Kill Anything That Moves

Continental Drifters and the Nationless Nation

We live on a planet in motion, a world of collision and drift. This was once an Earth of super-continents — Gondwana, Rodinia, Pangea. The eastern seaboard of the United States sidled up against West Africa, while Antarctica cozied up to the opposite side of the African continent. But nothing in this world lasts and the tectonic plates covering the planet are always in motion. Suddenly — over the course of hundreds of millions of years — supercontinents cease to be super, breaking into smaller land masses that drift off to the far corners of the world.

More recently, those itinerant continents were carved up by human beings into countries. A couple — China and India — are now home to more than a billion people each. But even modest-sized nations can be massive in their own right. Spain and Canada, neighbors in Pangea hundreds of millions of years ago, now have populations of almost 47 million and nearly 38 million, respectively, making them the 30th and 39th most populous countries on this planet. But together, they’re no larger than a nation-less nation, a state of the stateless that exists only as a state of mind. I’m talking about the victims of conflict now adrift on the margins of our world.

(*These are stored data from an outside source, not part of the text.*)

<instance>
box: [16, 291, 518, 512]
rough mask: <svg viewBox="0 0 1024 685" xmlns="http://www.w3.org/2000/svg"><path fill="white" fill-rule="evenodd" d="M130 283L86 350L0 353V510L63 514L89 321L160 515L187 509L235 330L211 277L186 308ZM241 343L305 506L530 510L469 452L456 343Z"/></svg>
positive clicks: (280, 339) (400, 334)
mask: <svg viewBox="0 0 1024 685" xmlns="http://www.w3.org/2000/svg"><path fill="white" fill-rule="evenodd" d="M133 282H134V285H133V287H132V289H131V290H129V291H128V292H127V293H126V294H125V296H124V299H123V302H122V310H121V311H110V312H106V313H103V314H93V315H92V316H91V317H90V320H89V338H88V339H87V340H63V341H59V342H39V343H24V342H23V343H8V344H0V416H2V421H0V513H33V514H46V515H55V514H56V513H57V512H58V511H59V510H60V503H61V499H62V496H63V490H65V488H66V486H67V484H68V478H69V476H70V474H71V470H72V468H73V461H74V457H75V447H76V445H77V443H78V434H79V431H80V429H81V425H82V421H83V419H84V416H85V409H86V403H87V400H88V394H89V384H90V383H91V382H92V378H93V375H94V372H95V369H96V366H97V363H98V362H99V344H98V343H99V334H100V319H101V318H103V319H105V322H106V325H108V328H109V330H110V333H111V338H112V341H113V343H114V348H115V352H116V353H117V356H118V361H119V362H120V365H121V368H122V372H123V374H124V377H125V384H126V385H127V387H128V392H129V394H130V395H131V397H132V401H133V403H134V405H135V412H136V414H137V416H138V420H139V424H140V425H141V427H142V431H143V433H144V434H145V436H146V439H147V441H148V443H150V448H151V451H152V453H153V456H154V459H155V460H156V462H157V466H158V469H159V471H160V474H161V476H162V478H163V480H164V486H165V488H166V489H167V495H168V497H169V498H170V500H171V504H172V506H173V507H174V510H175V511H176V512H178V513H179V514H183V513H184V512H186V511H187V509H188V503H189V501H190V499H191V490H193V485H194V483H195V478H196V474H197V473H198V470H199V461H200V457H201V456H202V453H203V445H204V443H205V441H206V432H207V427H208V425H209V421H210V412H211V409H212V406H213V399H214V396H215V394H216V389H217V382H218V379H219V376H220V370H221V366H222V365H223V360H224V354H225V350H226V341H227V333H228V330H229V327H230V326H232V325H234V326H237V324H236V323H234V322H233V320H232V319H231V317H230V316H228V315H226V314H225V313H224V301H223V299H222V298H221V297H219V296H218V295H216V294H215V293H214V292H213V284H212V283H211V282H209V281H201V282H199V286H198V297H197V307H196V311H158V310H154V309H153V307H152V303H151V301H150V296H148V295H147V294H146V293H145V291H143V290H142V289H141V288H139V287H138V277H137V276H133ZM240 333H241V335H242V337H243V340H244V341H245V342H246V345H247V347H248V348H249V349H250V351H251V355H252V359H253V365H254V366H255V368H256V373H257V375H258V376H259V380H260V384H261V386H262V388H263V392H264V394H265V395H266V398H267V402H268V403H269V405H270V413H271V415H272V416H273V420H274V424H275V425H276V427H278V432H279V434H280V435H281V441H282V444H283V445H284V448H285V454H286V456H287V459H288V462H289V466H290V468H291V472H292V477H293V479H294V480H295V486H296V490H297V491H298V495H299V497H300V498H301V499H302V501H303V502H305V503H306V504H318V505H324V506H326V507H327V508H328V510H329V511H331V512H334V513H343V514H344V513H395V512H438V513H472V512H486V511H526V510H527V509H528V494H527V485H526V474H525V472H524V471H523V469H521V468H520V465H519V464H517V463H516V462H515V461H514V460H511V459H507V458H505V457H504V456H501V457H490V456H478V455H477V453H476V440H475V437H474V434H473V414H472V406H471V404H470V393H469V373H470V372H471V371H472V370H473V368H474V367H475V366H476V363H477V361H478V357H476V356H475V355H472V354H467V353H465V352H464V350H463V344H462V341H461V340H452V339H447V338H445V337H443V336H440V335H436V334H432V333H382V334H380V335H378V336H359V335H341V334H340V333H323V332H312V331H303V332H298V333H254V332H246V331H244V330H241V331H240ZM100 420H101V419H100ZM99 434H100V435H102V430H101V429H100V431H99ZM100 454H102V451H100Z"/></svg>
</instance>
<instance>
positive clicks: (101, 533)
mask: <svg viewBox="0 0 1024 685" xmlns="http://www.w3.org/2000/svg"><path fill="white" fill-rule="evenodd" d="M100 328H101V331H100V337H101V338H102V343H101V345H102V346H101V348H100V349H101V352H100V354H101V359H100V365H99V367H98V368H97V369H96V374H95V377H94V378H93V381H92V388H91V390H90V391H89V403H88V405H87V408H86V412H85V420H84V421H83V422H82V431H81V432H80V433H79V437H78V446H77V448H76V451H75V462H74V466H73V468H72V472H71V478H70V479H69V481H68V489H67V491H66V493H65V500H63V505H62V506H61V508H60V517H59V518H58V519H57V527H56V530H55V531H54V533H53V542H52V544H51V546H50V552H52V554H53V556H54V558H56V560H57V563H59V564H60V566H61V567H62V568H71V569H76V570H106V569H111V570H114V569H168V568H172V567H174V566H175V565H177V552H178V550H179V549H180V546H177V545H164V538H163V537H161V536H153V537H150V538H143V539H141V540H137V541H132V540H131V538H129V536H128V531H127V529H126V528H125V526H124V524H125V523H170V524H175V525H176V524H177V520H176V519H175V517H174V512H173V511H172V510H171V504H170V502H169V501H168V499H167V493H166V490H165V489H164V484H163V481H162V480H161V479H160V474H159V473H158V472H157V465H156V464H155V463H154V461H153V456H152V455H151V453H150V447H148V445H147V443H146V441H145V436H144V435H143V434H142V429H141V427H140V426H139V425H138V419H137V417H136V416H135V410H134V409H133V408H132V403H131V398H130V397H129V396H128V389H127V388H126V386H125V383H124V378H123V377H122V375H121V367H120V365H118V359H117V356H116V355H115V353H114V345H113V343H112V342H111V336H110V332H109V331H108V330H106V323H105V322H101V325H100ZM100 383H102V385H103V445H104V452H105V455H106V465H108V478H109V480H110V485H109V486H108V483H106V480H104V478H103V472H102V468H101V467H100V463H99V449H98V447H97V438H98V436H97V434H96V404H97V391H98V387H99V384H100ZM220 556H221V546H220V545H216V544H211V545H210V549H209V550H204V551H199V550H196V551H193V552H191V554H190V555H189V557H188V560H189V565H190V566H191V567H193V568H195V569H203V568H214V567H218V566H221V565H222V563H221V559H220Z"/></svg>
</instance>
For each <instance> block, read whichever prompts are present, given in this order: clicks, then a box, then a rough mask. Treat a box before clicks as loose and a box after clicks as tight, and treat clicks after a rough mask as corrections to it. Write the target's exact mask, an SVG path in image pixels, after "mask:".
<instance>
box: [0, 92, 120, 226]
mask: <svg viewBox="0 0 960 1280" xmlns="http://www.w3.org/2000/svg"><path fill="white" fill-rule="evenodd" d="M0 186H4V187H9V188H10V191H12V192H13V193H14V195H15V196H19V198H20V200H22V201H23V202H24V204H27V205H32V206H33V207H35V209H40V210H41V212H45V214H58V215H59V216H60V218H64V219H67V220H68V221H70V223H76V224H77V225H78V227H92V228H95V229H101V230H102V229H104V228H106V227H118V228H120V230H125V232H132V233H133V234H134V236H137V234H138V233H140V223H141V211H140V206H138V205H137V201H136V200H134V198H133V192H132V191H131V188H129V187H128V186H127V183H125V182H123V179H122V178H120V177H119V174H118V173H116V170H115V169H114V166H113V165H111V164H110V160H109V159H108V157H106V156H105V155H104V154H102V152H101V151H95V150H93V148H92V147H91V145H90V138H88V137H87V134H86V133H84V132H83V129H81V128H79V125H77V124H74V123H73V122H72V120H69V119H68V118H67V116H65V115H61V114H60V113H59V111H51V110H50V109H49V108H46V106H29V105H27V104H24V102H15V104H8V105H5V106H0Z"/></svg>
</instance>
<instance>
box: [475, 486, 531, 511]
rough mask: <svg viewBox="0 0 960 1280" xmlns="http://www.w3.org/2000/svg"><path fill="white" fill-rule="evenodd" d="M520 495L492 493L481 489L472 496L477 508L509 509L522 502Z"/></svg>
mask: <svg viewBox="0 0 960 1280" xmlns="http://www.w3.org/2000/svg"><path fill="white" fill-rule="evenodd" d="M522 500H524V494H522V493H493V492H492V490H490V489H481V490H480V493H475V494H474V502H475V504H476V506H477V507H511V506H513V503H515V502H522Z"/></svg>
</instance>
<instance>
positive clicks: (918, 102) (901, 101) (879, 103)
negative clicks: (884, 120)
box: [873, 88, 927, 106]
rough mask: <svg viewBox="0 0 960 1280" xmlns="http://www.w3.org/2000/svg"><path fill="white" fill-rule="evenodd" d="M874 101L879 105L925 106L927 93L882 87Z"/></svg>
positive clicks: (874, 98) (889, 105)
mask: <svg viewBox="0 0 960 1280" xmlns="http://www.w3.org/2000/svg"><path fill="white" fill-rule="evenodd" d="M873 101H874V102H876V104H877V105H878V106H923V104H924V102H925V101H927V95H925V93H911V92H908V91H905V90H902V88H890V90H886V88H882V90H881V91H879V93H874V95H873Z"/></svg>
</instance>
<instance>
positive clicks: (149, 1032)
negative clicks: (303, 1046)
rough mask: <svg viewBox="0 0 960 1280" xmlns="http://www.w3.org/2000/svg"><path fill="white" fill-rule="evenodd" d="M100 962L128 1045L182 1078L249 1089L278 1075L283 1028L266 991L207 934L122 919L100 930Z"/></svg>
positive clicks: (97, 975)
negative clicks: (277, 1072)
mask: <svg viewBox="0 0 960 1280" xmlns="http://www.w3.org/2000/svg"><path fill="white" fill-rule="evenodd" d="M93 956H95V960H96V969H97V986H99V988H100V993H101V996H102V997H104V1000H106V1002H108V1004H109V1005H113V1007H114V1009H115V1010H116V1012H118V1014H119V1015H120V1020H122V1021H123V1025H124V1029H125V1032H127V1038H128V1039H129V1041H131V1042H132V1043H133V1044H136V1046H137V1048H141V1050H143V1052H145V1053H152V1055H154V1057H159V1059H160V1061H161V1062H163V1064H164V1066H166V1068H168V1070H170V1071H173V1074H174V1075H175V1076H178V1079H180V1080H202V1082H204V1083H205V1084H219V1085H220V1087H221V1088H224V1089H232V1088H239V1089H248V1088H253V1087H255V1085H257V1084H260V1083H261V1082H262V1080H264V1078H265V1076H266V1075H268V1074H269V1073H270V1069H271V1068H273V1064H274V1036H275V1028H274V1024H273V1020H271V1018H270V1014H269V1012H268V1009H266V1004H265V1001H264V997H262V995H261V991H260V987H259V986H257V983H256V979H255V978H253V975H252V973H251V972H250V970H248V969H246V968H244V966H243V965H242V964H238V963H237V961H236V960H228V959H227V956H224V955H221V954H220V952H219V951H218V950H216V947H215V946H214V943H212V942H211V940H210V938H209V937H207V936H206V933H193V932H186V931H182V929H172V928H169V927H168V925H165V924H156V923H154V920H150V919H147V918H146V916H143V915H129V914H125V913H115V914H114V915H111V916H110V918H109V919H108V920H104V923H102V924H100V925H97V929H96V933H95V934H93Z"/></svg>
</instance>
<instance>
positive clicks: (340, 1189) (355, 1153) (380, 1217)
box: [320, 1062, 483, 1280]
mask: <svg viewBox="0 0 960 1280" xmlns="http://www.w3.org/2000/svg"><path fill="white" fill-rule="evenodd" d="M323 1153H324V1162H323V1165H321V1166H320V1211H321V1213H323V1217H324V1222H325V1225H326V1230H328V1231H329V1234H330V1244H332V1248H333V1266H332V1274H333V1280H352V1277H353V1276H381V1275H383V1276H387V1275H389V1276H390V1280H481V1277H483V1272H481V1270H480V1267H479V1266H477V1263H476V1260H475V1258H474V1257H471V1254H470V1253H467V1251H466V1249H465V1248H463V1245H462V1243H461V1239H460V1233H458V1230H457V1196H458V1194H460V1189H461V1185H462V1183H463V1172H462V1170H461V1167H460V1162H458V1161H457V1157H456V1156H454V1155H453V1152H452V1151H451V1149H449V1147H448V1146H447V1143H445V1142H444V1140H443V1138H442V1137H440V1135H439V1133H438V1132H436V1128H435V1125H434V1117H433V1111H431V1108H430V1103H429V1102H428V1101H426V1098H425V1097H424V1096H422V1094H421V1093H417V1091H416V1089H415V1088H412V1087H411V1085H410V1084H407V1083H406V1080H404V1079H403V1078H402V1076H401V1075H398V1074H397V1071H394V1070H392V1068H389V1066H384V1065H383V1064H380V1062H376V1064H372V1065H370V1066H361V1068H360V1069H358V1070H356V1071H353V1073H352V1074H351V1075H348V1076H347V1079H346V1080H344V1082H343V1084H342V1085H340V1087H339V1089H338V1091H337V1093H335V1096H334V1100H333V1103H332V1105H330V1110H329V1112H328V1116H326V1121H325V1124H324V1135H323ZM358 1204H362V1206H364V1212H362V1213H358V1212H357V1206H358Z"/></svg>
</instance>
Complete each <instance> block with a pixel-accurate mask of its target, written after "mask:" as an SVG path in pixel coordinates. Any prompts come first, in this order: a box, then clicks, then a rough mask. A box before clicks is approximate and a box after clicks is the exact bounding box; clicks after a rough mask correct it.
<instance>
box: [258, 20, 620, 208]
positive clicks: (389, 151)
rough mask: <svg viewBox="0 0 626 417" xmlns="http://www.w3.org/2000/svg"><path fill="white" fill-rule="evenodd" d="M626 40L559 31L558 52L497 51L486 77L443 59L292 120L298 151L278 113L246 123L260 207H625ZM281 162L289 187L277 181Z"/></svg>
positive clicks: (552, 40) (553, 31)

The number of people forcibly displaced by war, persecution, general violence, or human-rights violations last year swelled to a staggering 84 million, according to UNHCR, the United Nations Refugee Agency. If they formed their own country, it would be the 17th largest in the world, slightly bigger than Iran or Germany.  Add in those driven across borders by economic desperation and the number balloons past one billion, placing it among the three largest nations on Earth.